# Engine losing power under load



## ggb715 (Aug 28, 2008)

*My name is George and I am a new member and this is my first post. I have a 8HP B&S engine on a mulcher that runs fine, but when you put a load in it , it starts to sputter and loses power. It was running fine up to the other day. Now when it is idling it will sputter and die out. The engines model # 190412 Type 3020-01. Any help would be appreicated.*


----------



## 30yearTech (Sep 14, 2006)

Hello George, and welcome to Hobby Talk.

It's sounds like you may have a problem with the carburetor on your engine. It may have a little dirt or other foreign material inside that is restricting fuel flow through the jet.

Since your carburetor is adjustable, I would try a simple adjustment first. The condition you describe, makes me think that the engine is running too lean (not enough fuel). You can try turning the lower adjustment screw out (counter clockwise) 1/8 to 1/4 turn and see if the running improves any. For the idle there is a screw on the front top of the carburetor (almost directly opposite of the fuel inlet where the fuel line is attached) you can also try opening this adjustment screw (counter clockwise) 1/16 to 1/8 turn as well.

Let us know what you find and we can go from there.
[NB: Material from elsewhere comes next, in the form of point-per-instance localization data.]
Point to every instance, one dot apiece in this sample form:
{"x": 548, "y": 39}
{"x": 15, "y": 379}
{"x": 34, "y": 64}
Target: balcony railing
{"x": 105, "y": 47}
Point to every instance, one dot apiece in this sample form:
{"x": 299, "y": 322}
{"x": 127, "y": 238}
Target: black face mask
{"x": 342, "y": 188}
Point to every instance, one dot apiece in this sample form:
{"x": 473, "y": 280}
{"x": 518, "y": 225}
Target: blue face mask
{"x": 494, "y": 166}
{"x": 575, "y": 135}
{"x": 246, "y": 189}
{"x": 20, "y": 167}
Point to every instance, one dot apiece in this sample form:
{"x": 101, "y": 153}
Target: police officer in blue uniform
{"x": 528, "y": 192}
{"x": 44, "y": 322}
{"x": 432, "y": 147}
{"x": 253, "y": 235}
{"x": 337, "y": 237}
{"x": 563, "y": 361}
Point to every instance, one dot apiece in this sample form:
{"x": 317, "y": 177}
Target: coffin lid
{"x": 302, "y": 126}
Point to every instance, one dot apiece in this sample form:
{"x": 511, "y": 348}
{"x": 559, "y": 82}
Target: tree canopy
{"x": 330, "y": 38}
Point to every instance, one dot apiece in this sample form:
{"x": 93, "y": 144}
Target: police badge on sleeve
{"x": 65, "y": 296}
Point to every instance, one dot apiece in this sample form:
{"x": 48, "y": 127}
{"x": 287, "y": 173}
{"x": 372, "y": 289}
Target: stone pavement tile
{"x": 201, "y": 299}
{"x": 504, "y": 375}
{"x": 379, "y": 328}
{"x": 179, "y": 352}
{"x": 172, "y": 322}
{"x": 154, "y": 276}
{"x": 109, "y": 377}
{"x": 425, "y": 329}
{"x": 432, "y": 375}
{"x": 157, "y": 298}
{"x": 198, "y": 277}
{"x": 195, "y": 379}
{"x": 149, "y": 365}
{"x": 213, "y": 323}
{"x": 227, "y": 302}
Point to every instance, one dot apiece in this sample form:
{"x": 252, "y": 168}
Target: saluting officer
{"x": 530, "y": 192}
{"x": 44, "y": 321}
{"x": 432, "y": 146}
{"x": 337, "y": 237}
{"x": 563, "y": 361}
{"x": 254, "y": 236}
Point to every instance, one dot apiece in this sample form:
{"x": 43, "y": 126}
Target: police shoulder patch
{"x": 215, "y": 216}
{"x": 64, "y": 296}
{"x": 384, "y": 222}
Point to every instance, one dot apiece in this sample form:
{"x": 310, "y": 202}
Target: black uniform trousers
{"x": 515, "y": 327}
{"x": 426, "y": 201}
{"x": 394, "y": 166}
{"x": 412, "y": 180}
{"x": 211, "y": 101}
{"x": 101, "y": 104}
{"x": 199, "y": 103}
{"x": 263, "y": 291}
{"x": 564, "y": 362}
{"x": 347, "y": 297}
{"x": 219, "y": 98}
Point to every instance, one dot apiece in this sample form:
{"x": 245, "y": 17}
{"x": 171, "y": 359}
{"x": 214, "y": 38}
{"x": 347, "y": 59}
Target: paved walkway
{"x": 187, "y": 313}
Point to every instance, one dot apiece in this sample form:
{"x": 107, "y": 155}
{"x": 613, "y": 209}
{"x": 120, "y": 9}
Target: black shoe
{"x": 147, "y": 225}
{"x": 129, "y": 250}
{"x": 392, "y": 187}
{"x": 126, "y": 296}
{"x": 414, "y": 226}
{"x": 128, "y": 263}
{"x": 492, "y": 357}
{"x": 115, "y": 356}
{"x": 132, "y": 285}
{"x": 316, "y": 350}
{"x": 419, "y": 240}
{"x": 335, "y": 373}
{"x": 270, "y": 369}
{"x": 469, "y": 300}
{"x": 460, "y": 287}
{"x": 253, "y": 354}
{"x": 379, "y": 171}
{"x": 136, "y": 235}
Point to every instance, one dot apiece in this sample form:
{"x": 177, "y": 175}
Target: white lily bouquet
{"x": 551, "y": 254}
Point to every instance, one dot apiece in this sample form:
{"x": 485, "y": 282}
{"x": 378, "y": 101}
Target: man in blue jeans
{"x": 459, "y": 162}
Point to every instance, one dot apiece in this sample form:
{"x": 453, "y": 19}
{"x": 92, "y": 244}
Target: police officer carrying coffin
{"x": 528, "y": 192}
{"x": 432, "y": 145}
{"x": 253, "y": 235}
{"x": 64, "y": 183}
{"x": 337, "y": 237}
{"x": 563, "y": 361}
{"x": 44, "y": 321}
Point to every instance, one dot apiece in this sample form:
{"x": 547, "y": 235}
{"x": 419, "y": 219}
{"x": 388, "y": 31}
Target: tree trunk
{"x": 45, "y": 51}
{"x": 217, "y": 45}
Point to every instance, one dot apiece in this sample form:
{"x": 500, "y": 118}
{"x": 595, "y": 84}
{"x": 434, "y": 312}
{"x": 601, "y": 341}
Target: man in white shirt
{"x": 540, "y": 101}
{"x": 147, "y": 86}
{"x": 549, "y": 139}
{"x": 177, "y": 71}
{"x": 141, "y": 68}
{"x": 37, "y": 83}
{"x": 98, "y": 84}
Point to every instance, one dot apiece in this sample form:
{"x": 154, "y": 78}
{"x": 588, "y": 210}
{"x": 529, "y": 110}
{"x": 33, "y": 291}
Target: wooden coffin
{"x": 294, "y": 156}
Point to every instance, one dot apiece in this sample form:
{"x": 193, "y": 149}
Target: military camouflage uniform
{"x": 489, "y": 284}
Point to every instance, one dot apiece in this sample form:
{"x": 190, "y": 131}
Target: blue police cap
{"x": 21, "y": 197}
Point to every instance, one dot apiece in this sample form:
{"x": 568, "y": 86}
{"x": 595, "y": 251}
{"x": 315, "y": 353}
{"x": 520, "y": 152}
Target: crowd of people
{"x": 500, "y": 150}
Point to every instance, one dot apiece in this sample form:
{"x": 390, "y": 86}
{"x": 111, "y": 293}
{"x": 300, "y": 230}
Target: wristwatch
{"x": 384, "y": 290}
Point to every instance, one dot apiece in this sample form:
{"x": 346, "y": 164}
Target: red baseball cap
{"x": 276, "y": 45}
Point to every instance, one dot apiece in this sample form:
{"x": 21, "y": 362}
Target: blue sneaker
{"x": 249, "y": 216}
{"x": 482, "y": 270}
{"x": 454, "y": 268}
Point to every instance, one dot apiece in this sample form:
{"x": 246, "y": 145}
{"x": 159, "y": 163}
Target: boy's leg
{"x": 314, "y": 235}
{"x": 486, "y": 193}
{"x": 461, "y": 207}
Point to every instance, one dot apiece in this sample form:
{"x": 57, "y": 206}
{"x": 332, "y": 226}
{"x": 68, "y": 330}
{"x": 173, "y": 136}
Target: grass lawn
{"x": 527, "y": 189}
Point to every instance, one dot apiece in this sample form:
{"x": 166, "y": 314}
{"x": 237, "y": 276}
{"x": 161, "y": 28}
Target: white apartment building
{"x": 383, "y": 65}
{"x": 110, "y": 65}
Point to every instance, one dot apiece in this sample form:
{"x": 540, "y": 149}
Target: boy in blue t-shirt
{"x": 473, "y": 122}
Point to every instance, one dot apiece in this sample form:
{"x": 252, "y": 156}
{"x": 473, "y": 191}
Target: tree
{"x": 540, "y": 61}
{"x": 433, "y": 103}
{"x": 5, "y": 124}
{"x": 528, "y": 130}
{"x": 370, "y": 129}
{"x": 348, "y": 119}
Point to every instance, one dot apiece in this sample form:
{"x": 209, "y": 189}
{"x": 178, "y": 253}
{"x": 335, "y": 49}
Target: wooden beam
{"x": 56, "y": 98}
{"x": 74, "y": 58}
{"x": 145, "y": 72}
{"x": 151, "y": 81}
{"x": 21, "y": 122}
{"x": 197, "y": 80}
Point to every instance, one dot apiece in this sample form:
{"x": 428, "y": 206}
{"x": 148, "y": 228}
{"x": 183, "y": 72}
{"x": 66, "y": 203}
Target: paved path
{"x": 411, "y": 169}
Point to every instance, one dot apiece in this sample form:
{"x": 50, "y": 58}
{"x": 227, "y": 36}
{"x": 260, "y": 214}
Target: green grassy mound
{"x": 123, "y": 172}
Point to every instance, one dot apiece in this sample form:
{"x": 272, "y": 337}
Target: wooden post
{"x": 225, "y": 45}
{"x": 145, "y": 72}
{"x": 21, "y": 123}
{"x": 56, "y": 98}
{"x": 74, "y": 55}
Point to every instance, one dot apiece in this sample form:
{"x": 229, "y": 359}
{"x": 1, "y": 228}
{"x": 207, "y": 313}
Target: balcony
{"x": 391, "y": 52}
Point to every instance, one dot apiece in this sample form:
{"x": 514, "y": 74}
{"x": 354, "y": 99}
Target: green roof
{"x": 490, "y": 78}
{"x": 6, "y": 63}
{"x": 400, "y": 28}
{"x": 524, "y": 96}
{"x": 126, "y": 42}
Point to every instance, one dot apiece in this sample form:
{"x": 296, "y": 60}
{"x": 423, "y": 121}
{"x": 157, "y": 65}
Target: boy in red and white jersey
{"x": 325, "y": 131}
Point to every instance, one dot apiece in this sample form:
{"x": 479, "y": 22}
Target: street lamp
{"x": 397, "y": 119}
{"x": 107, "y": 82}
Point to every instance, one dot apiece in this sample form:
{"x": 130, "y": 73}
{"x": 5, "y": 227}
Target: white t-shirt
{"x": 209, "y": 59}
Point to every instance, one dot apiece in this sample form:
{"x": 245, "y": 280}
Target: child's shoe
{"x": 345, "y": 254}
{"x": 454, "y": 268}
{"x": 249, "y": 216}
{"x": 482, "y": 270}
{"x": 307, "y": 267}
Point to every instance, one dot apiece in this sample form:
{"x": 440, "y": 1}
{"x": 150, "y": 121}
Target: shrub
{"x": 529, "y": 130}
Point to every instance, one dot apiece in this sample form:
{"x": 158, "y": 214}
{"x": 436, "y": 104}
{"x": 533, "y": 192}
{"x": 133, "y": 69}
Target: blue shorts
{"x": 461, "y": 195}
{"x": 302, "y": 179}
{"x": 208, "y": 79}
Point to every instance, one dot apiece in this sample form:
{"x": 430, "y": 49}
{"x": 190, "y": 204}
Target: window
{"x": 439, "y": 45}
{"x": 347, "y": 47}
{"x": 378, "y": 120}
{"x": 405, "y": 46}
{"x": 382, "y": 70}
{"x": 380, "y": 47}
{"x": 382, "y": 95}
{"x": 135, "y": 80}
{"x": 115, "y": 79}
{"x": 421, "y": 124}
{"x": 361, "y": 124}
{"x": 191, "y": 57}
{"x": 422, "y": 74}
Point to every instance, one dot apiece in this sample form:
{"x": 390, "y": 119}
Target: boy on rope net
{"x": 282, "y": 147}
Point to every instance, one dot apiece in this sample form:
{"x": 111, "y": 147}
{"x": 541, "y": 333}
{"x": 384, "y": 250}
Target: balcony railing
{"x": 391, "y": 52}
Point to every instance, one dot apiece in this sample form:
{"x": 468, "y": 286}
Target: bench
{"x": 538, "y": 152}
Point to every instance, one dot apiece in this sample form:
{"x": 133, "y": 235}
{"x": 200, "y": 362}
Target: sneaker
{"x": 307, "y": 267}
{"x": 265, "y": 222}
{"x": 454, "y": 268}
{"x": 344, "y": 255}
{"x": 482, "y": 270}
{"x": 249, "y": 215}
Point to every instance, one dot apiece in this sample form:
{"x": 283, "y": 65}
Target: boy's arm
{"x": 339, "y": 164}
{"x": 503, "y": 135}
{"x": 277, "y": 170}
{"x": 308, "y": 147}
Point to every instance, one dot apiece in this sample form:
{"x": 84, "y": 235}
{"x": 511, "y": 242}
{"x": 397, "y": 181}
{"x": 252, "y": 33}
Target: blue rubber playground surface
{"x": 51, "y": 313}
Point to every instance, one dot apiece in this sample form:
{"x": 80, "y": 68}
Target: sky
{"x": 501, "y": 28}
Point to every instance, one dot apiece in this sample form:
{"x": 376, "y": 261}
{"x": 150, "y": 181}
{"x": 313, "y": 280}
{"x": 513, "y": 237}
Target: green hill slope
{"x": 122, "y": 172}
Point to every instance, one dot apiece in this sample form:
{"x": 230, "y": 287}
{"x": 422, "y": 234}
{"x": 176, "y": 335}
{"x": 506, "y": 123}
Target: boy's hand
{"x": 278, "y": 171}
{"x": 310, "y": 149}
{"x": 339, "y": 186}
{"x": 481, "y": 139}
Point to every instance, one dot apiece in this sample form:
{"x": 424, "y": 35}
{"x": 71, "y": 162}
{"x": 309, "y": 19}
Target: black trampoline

Best of Luck... :thumbsup:


----------



## ggb715 (Aug 28, 2008)

Pulled the high speed jet out and it has a slight mark on it. Went to the parts store and found out they closed up. Will go to another tomorow and get one and see what happens.


----------



## ggb715 (Aug 28, 2008)

Rebuilt the carb, cleaned gas tank, changed the fuel filter Engine is running fine. Thanks everyone....George


----------



## 30yearTech (Sep 14, 2006)

Great! Glad to hear you got it going, Thanks for the update...


----------